= Miss Margarida's Way =

Play written by Roberto Athayde

Miss Margarida's Way (Apareceu a Margarida) is a satirical play written by Brazilian playwright Roberto Athayde in 1971 as a satire on abuse of power based on the dictatorship in his country, Brazil. It was first performed in the United States at the American Contemporary Theatre in San Francisco on 4 March 1975. It became well known when Estelle Parsons played in the performance on Broadway in 1977/8.

The play is set in what looks like a school classroom. The play's cast typically consists of only two people: Miss Margarida, a school teacher, and a male student. This "student" often sits among the audience members, whom the "teacher" addresses and treats as if they were real school children.

In many productions, the audience is encouraged to behave like a group of naughty, unruly 13- to 14-year-old students in a classroom. Frequently, there is a blackboard on stage, along with chalk that audience members can use to write or draw whatever they wish. The actress playing Miss Margarida has a great deal of power to improvise, and can deliver jokes or rants inspired by audience members.
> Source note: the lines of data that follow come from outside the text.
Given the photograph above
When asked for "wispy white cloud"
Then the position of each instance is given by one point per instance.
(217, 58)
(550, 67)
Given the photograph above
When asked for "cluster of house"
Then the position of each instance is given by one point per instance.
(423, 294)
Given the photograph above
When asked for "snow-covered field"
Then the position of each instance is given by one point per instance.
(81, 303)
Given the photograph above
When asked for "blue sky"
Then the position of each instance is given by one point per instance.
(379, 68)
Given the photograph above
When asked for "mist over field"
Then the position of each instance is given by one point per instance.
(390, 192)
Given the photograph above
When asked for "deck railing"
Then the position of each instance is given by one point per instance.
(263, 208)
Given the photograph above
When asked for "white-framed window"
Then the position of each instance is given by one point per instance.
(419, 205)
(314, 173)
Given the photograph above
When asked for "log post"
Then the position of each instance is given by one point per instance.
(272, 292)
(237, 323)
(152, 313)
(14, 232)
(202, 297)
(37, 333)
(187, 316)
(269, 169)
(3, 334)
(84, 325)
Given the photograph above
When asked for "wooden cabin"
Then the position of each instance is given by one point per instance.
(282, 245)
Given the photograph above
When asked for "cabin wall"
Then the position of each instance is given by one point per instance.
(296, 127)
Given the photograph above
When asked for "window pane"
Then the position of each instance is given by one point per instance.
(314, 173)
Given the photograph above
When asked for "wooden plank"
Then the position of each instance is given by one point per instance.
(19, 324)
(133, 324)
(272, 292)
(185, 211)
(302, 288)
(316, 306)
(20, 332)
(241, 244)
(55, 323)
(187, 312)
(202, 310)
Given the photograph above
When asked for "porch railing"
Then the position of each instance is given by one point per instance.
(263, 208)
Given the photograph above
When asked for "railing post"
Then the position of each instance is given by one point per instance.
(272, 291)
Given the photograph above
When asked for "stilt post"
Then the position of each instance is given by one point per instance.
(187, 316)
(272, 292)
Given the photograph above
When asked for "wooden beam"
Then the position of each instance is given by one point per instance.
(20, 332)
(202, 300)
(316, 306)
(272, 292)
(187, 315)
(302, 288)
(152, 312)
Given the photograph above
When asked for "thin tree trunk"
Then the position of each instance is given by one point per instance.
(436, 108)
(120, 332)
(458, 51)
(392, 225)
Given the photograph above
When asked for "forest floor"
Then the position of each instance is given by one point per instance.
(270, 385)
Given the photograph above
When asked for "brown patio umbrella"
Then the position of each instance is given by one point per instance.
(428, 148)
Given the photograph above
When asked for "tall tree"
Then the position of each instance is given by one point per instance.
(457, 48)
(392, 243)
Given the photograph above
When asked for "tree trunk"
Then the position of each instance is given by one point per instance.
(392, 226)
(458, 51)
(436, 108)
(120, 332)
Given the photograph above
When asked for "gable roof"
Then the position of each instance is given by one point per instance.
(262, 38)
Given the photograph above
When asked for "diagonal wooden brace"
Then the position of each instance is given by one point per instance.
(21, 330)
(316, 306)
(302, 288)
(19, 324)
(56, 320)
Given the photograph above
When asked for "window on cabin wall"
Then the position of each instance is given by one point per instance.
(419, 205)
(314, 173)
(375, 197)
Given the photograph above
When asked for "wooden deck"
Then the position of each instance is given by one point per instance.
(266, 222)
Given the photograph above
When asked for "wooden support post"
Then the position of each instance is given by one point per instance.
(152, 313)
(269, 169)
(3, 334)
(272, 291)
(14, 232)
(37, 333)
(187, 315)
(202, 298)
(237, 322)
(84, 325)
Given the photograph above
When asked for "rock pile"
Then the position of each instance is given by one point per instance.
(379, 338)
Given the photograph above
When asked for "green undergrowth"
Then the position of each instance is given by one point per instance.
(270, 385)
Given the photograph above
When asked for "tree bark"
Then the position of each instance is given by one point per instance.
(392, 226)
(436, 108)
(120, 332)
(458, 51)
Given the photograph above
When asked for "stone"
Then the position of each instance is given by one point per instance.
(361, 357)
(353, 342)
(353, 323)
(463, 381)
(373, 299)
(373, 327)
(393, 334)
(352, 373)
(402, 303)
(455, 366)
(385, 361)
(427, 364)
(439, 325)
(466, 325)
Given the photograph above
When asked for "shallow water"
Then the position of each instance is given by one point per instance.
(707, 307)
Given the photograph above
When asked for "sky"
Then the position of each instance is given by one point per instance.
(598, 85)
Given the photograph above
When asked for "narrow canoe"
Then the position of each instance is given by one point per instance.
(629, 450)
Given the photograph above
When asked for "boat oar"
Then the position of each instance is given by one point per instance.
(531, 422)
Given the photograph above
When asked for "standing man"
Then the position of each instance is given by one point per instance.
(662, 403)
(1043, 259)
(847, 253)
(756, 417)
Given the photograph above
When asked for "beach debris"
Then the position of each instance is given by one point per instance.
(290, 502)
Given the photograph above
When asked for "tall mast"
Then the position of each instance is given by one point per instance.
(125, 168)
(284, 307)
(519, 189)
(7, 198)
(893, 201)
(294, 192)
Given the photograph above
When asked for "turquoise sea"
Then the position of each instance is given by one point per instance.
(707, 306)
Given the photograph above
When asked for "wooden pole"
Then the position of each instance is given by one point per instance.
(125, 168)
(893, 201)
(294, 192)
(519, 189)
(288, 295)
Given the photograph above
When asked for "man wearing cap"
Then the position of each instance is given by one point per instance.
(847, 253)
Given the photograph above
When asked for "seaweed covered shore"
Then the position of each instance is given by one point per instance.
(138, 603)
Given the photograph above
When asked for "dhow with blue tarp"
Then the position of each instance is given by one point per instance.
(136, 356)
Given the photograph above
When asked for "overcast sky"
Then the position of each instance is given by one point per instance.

Playwright Athayde intended Miss Margarida to represent power: the power of government, the power of church, the power of family, the power of peers, raw power in all its forms. She can and will do anything to impose her will upon her students- first attempting to charm them, then to intimidate them, then to manipulate them with her sexuality. Miss Margarida's classroom techniques represent all the ways in which life can rob human beings of their individuality, and beat them into conformity and submission.